We chose a safety-critical avionics software project to perform our analysis. We will refer to this project with AVPRJ in the rest of this paper. AVPRJ has many releases from which three releases are selected. Software requirements for those releases are related since they all belong to the same project; however they are partially distinct since each release consists of implementation of different software components developed by many software developers. AVPRJ has a total of 22,771 software requirements. Some release based descriptive statistic for AVPRJ are given in Table 1. CR is used as an abbreviation for change request, REQ is used as an abbreviation for a single requirement. Most of the employed requirements belong to second release and this release has highest mean change request per software requirement value. Third release has relatively fewer software requirements and less addition or modification is performed on requirements belong to this release. More than half of the requirements are modified at least once for this project; 9,848 out of 22,771 requirements are not changed which complies with Standish Group's survey results over more than 8,000 software projects [15].

Input Metrics

We have employed several metrics to predict the volatility of each software requirement in AVPRJ. The metrics represent three dimensions: requirement quality metrics, project specific metrics and requirement network metrics. Requirement quality metrics extracted by NASA Automated Requirements Measurement(ARM) tool have been used to predict faulty modules previously [16]. Initially, we believed the way requirements are documented will affect requirements volatility besides fault proneness of modules. Some requirement quality size metrics are already utilized in predicting requirements volatility [5], therefore we decided to include requirement quality metric set in our study. Network metrics are employed to predict requirement change volatility in a recent study [12]. This sparked the idea of utilizing network metrics for requirements volatility prediction. Initial observation of various change request notes confirmed that software requirements that are changed within a particular change request have a tendency to be linked to similar system requirements. Accordingly, we employed network metrics created by traceability information. In order to enrich input metric set with a new metric group we focused on safety-critical avionics project characteristics under this study. Features are evaluated separately and the ones would provide information on requirements volatility are selected as project specific metrics. Rationales of project specific metric selection are given in detail in subsection 3.3.2. Detailed explanations for each group are given in the following subsections.

Quality Metrics

While selecting requirement quality metrics to predict volatility, we have inspired by two studies. The first study propose requirement metrics in the context of NASA Metrics Data Program(MDP) to predict software faults [16]. These metrics are calculated by automatically going through requirements documents to highlight vague, ambiguous, long, complex requirements. The second study also reports requirement quality metrics [17] to find out which requirement quality analyze tool is more successful regarding measurement of those metrics.

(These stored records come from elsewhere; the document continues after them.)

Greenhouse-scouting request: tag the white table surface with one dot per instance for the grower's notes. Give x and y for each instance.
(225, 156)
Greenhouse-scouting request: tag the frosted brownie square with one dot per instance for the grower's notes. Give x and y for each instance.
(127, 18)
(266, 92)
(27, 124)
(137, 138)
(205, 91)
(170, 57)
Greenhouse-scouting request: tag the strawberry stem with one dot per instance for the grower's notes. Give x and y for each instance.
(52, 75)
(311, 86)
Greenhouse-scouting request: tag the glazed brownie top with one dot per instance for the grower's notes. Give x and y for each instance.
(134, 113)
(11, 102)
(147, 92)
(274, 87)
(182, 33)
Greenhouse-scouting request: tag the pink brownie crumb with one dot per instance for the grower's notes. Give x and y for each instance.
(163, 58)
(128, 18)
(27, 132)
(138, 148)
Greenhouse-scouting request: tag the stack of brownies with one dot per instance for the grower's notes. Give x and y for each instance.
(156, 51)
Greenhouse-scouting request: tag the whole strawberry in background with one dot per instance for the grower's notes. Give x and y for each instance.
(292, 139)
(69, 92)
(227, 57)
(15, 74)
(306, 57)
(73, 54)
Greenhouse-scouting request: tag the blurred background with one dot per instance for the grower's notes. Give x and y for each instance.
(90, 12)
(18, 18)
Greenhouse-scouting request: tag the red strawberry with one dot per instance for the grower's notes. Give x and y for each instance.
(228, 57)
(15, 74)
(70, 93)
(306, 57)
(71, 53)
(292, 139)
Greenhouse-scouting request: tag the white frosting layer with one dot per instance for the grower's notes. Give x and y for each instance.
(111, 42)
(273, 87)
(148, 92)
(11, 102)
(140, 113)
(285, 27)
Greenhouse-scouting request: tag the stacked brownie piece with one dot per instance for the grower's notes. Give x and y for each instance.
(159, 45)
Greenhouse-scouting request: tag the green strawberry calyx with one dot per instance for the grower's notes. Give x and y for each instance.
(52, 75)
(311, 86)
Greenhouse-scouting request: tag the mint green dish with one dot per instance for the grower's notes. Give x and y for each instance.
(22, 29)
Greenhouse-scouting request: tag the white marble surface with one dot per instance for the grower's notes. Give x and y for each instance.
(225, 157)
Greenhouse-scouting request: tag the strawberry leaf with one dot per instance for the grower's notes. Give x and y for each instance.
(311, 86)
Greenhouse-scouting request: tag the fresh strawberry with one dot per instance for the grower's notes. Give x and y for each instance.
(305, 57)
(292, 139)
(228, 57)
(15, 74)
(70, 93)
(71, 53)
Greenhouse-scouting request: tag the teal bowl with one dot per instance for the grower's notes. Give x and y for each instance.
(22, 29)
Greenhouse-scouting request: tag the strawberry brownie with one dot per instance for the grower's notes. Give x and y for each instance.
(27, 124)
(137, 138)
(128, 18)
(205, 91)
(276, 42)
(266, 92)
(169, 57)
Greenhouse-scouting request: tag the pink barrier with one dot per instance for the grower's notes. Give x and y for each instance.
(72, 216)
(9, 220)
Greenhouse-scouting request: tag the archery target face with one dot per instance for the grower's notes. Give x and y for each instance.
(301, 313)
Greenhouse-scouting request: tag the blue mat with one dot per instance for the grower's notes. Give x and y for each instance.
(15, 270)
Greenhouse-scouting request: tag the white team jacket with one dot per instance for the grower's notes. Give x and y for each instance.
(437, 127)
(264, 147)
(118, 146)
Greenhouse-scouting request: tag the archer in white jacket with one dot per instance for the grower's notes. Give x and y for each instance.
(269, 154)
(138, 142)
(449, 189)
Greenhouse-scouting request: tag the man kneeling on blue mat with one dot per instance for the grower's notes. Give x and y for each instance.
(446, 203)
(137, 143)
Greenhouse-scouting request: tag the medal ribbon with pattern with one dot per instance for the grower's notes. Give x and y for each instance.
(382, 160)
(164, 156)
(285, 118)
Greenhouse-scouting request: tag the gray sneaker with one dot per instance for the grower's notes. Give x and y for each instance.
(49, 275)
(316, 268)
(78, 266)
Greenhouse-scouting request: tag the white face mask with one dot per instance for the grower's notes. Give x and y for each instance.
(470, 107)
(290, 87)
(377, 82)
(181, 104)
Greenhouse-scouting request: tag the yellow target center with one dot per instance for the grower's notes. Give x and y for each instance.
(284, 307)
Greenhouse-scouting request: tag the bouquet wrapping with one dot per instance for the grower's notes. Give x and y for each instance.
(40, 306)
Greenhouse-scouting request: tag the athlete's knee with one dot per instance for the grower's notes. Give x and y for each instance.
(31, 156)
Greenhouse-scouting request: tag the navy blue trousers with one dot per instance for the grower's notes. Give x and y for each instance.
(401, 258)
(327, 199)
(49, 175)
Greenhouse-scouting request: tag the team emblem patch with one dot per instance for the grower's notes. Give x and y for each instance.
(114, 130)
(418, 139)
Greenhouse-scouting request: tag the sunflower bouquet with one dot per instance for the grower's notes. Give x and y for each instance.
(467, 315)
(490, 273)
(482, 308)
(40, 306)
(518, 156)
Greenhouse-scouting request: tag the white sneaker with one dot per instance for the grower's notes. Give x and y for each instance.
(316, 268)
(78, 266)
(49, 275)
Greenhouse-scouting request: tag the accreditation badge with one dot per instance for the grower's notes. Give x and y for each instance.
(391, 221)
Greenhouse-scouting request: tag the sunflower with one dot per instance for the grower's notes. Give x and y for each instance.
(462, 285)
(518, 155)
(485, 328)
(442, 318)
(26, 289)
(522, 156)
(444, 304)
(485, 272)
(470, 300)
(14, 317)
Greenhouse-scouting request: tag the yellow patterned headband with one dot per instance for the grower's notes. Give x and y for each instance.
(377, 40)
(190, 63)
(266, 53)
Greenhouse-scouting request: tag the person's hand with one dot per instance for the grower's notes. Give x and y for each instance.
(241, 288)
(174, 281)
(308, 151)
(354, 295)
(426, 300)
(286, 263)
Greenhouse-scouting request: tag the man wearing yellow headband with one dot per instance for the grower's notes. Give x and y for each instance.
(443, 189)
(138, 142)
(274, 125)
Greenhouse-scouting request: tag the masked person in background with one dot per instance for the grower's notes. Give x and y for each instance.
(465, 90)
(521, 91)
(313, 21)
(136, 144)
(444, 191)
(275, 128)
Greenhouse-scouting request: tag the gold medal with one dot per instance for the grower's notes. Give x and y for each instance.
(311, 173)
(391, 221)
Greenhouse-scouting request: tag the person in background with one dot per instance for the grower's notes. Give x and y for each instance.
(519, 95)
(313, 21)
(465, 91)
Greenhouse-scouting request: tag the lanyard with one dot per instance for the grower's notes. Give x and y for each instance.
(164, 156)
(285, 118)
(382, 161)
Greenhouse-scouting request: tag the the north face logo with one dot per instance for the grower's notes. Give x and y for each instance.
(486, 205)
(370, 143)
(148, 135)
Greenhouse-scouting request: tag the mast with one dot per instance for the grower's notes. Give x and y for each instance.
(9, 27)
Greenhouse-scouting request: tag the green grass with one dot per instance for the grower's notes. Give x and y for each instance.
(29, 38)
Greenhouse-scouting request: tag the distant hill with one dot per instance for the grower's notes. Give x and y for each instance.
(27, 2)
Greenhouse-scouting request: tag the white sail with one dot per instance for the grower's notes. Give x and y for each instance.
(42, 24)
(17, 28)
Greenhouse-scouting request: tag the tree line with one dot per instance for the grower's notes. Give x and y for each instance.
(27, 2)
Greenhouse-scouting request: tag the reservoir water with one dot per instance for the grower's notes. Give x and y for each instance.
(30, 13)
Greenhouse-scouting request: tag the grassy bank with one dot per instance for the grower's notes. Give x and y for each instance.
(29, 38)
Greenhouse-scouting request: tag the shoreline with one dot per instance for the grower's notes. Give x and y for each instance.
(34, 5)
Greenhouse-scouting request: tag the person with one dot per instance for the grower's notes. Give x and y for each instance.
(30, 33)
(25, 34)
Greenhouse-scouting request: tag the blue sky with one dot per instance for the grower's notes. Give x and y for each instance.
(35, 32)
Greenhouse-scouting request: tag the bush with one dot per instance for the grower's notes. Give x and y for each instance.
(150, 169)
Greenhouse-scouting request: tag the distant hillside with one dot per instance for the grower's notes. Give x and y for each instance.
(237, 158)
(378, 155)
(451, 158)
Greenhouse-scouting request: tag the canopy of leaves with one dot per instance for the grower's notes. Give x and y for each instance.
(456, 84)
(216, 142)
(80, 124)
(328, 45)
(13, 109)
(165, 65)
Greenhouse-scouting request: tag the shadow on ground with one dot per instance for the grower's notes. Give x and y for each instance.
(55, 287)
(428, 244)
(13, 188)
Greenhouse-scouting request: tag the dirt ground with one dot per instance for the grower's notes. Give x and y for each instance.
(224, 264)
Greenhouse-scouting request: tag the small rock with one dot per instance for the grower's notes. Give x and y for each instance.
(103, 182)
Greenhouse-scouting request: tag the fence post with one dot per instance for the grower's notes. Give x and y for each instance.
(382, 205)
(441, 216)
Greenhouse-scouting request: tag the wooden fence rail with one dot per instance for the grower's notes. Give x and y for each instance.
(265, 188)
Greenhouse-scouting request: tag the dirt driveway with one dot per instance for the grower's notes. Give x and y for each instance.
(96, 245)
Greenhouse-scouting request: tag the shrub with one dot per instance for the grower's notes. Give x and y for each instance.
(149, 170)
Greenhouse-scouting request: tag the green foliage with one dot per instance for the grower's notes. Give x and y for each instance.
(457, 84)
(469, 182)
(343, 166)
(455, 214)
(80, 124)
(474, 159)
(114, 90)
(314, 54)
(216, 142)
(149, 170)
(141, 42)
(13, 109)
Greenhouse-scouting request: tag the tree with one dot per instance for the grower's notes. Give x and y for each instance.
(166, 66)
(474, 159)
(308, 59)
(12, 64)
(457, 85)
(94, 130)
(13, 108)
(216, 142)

Combining both studies' list and customizing that to the requirements document templates in our industrial context, we present 20 quality metrics in Table 2. All of these metrics take numeric values, e.g. number of flow sentences in a requirement, number of directives in a requirement.

During the preprocessing, stage, we had to remove three metrics from our analysis since they gave little to no information for AVPRJ: Conditional, Rationale and Subjective. Only one requirement contains conditional expressions, three requirements contain rationale expres-

Table 2

Requirement Quality Metrics

Acronyms

The number of abbreviations in a software requirement. For AVPRJ permitted acronym list is used to extract this metric.

Actions

The number of actions to be performed if conditions of a software requirement are satisfied.

Ambiguity

The number of ambiguous expressions in a software requirement, e.g. adequate, sufficiently, optimal, slow.

Chars between punctuation

Average character count between punctuation marks. Long sentences without punctuation marks decrease readability.

Conditions

The number of conditions need to be satisfied to perform a software requirement.

Conditional

The number of phrases that give the developers freedom to whether or not to implement a software requirement, e.g. maybe, can't, would.

Connectors

The number of connectors that are employed to link multiple sentences or group of words, e.g. and, or, as well as.

Directives

The number of directive expressions to refer a table, a note, a figure or an example.

Flow sentences

The number of expressions that semantically bond a sentence to another one, e.g. although, but, else.

Imperatives

The number of phrases that command to perform particular actions in a software requirement, e.g. shall, must, will.

Implicitness

The number of pronouns that make the software requirement difficult to understand, e.g. this, that, it. A software requirement should be defined explicitly.

Incompleteness

The number of expressions that indicate a software requirement is yet incomplete, e.g. and so on, tbd, etc.

In links

The number of incoming links to a software requirement from other documents. For AVPRJ test cases are linked to software requirements, so the number of in links refer to the number of linked test cases.

Negative Sentences

The number of phrases that give negative meaning, e.g. doesn't, none, can't.

Nested levels

For AVPRJ nested level metric value is the greatest level in hierarchical nesting structure of a software requirement.

Out links

The number of out links of a software requirement. In AVPRJ software requirements are linked to system requirements. Therefore the number of out links is the total number of linked system requirements by a software requirement.

Rationale

The number of expressions that give justification in a software requirement, e.g. thus, in order to.

Speculative Sentences

The number of speculative phrases which lead to question necessity of a software requirement, e.g. normally, eventually, almost.

Subjectivity

The number of subjective expressions presenting personal opinion rather than objectivity e.g. I think, in my opinion.

Text length

The total number of characters in a software requirement.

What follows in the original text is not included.